Oh, go Dick Cheney yourself. I support universal free healthcare and education and guaranteed retirement and childcare and transportation and sustainable energy for every human being, veteran or not.
So the serious question is how the hell am I going to pay for that?
Well, with a fraction of what’s spent now on the militarized budget, of course.
Plus a fraction of what should be taxed from corporations and the ultra rich.

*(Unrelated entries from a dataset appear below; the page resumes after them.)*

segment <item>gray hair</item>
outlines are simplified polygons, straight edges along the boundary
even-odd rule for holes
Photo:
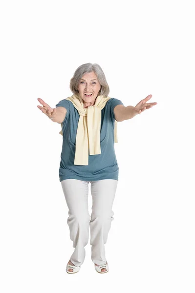
[[[82,76],[88,72],[94,71],[98,80],[101,85],[101,89],[98,93],[98,95],[102,95],[104,97],[108,97],[109,88],[106,76],[100,66],[97,63],[86,63],[81,65],[76,70],[73,76],[70,80],[70,88],[73,94],[78,94],[79,82]]]

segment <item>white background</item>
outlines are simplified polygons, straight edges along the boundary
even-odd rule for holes
[[[194,293],[195,26],[193,1],[2,1],[0,5],[0,291]],[[98,63],[109,96],[158,104],[118,123],[119,167],[98,273],[80,271],[59,179],[61,126],[37,107],[72,94]],[[89,211],[91,196],[89,185]]]

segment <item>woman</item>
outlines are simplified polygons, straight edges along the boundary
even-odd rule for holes
[[[77,272],[85,257],[85,246],[90,230],[91,259],[98,272],[108,271],[105,255],[119,167],[114,152],[118,142],[117,122],[134,117],[156,103],[147,103],[148,96],[133,107],[108,97],[109,86],[96,63],[80,66],[70,80],[71,97],[52,108],[43,100],[40,110],[61,124],[63,136],[60,181],[68,206],[67,223],[74,251],[66,266],[68,273]],[[92,213],[88,210],[88,183],[91,183]]]

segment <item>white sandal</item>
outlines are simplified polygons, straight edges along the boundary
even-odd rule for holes
[[[70,261],[70,259],[69,261]],[[72,269],[73,272],[70,272],[69,271],[68,271],[69,269]],[[66,272],[67,272],[68,273],[75,273],[75,272],[78,272],[80,269],[81,266],[80,267],[76,267],[75,266],[71,266],[71,265],[69,265],[68,264],[67,264],[66,266]]]
[[[103,265],[103,266],[96,266],[95,264],[95,269],[96,272],[100,272],[100,273],[104,273],[105,272],[108,272],[109,271],[109,268],[108,268],[108,262],[107,262],[107,263],[106,264],[106,265]],[[106,269],[106,271],[103,271],[103,272],[101,272],[101,270],[102,269],[103,269],[103,268],[105,268]]]

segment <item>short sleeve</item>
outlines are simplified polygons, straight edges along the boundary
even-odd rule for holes
[[[111,100],[111,99],[110,99]],[[112,98],[110,102],[110,113],[112,117],[114,120],[115,120],[115,117],[114,115],[114,109],[117,105],[124,105],[123,103],[120,100],[118,99],[115,99],[114,98]]]
[[[70,111],[70,104],[69,103],[69,101],[65,99],[64,100],[62,100],[61,101],[60,101],[60,102],[56,105],[56,107],[57,108],[57,107],[64,107],[67,110],[66,116],[68,116]]]

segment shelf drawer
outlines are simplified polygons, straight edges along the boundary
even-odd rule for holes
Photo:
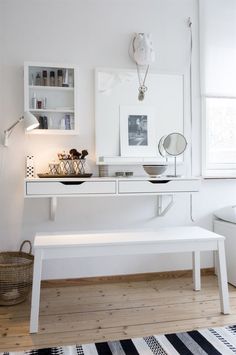
[[[26,196],[115,194],[115,181],[27,181]]]
[[[176,193],[199,191],[199,180],[119,181],[119,194]]]

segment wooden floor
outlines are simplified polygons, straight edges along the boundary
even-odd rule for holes
[[[29,334],[30,302],[0,307],[0,351],[79,344],[236,324],[236,288],[231,314],[220,314],[215,276],[150,279],[41,291],[40,330]]]

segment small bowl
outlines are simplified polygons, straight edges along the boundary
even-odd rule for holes
[[[167,167],[168,167],[167,164],[143,165],[143,169],[150,176],[162,175],[166,171]]]

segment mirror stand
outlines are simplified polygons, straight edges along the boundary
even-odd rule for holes
[[[181,175],[177,175],[177,157],[174,157],[174,174],[168,174],[167,177],[181,177]]]

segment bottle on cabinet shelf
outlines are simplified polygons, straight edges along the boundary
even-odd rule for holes
[[[48,72],[47,70],[43,70],[43,86],[49,86],[49,80],[48,80]]]
[[[55,72],[50,71],[50,86],[55,86]]]
[[[37,85],[37,86],[41,85],[41,75],[40,75],[40,73],[37,73],[37,75],[36,75],[35,85]]]
[[[57,86],[62,86],[63,84],[63,72],[62,69],[58,69],[57,71]]]
[[[37,97],[36,97],[36,93],[33,93],[33,97],[31,99],[31,106],[32,109],[36,109],[37,108]]]

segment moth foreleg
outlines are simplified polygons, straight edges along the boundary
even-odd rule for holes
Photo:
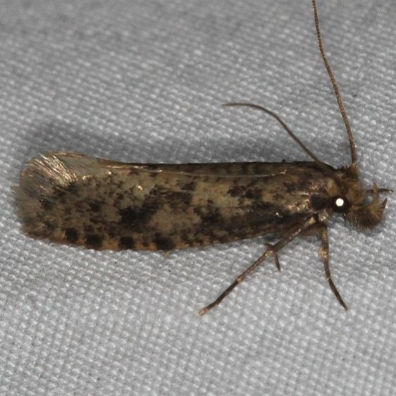
[[[267,249],[272,249],[272,245],[270,243],[266,243]],[[276,252],[273,252],[272,255],[273,256],[273,259],[275,260],[275,265],[278,268],[278,271],[280,271],[280,263],[279,262],[279,257],[278,256],[278,253]]]
[[[277,266],[279,265],[278,261],[278,252],[285,247],[289,242],[292,242],[296,237],[304,234],[308,230],[312,227],[315,227],[319,224],[317,215],[313,215],[307,218],[304,223],[293,228],[287,234],[286,234],[280,240],[273,244],[273,245],[267,245],[267,249],[263,254],[259,257],[249,268],[244,271],[241,274],[236,278],[236,279],[212,303],[209,304],[204,308],[199,311],[199,315],[203,315],[214,307],[218,305],[221,301],[234,289],[239,283],[240,283],[248,275],[252,273],[266,259],[271,256],[275,257],[276,264]],[[327,233],[326,233],[327,235]],[[335,287],[334,287],[335,288]],[[336,290],[337,291],[337,290]],[[341,298],[341,297],[340,297]],[[341,300],[342,301],[342,300]]]
[[[334,295],[337,297],[337,299],[339,301],[340,304],[344,307],[345,311],[347,311],[348,307],[347,307],[347,304],[344,302],[342,297],[338,292],[338,290],[337,290],[334,282],[333,282],[331,273],[330,272],[330,263],[328,261],[328,236],[327,233],[327,226],[323,223],[319,223],[315,225],[315,229],[321,240],[321,248],[319,249],[319,255],[323,260],[326,279],[328,282],[331,291],[334,293]]]

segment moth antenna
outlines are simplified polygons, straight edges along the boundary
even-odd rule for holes
[[[264,113],[269,114],[273,117],[283,127],[283,129],[289,134],[289,136],[308,154],[316,163],[321,164],[321,166],[323,165],[323,162],[321,161],[307,146],[292,132],[292,130],[287,126],[286,123],[282,120],[282,118],[271,110],[259,106],[258,104],[254,104],[253,103],[245,103],[245,102],[232,102],[232,103],[225,103],[222,106],[245,106],[245,107],[252,107],[252,109],[257,109],[261,110]]]
[[[351,150],[351,159],[352,165],[355,168],[357,168],[357,156],[356,154],[356,144],[354,142],[354,137],[351,129],[351,125],[349,125],[349,121],[348,120],[348,116],[347,116],[347,111],[345,110],[345,106],[344,106],[344,102],[341,98],[341,94],[340,93],[340,89],[338,89],[338,85],[335,78],[333,74],[333,70],[330,66],[330,63],[327,60],[327,57],[325,54],[325,50],[323,47],[323,44],[322,42],[322,37],[321,34],[321,30],[319,27],[319,17],[318,16],[318,7],[316,6],[316,0],[312,0],[312,6],[314,8],[314,18],[315,20],[315,29],[316,30],[316,38],[318,39],[318,45],[319,47],[319,52],[325,64],[326,68],[327,70],[327,73],[333,85],[333,89],[335,94],[335,97],[337,98],[337,101],[338,103],[338,107],[340,111],[341,112],[341,116],[342,116],[342,120],[344,120],[344,124],[345,125],[345,128],[347,130],[347,133],[348,134],[348,138],[349,140],[349,148]]]

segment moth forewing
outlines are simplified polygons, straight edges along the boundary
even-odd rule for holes
[[[380,223],[386,200],[358,172],[354,138],[326,57],[312,0],[320,53],[333,84],[351,151],[351,164],[333,168],[318,159],[273,111],[311,159],[280,163],[124,163],[83,154],[49,152],[32,159],[16,189],[17,209],[30,236],[93,249],[169,251],[274,234],[278,242],[211,304],[220,302],[270,256],[298,236],[317,235],[326,278],[341,305],[328,261],[326,221],[338,213],[358,228]]]

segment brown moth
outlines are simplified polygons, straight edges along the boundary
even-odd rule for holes
[[[82,154],[49,152],[32,159],[17,187],[18,212],[30,236],[98,249],[164,250],[274,234],[278,241],[214,302],[220,302],[270,256],[299,235],[317,235],[326,280],[347,309],[330,273],[326,221],[333,213],[359,229],[382,219],[386,199],[374,183],[366,190],[357,166],[353,133],[326,57],[315,0],[319,50],[349,140],[352,163],[335,168],[320,161],[278,116],[275,118],[312,161],[186,164],[123,163]]]

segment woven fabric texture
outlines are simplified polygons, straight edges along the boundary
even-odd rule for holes
[[[396,187],[396,3],[318,0],[361,177]],[[130,162],[307,159],[347,165],[309,0],[37,0],[0,7],[0,393],[390,395],[396,389],[395,194],[373,232],[329,223],[216,309],[261,238],[97,252],[24,235],[13,186],[32,156]]]

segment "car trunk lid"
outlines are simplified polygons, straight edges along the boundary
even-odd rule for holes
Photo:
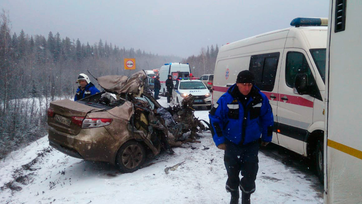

But what about the non-discretionary spending?
What about it? Much of it is for Social Security and healthcare, but a big chunk of it is for militarism — including debt for past wars.
So really I think we’re left with: why do I hate the troops?
I adore them. I want to offer them the choice of free college instead of enlistment — don’t you? Or do you not love them as much as I do?
Now, can we focus?
The U.S. government is not a government. It’s not an institution that can watch a deadly disease pandemic approaching from thousands of miles away, pick up a baseball bat, swing, and hit anything other than its own rear end.
The U.S. government is a war making, weapons dealing, death machine.
It is leading the world in:
- war preparations
- weapons bought
- weapons sold
- nations bombed
- bases abroad
- bases in the Fatherland
- oops, I mean Homeland
- people locked up
- people killed by police
- people killed by guns
- contributions to climate collapse
- contributions to risk of nuclear apocalypse
A debate that mentions none of this, between two senile elderly male white servants of corporate power who oppose Medicare for All, a Green New Deal, free college, defunding police, demilitarization, ending drone murder, ending wars, closing bases, or converting to peaceful industries is not a debate. It’s filler for advertisements.
Asking one of them if he’ll respect the election results he’s busy rigging is interesting, but how much lower can standards go? None of the corporate-approved topics is unimportant (if done right), but all of them misrepresent the job being auditioned for. The leader of the biggest ever war machine is an important position in the world. Pretending it’s an election for a model human being, a prom king, a figure head, or pretending it’s an election for a leader of a normal government of some other country is irresponsible.
Two thirds of the debate should be about what the U.S. government spends two-thirds of its time and our money doing: killing.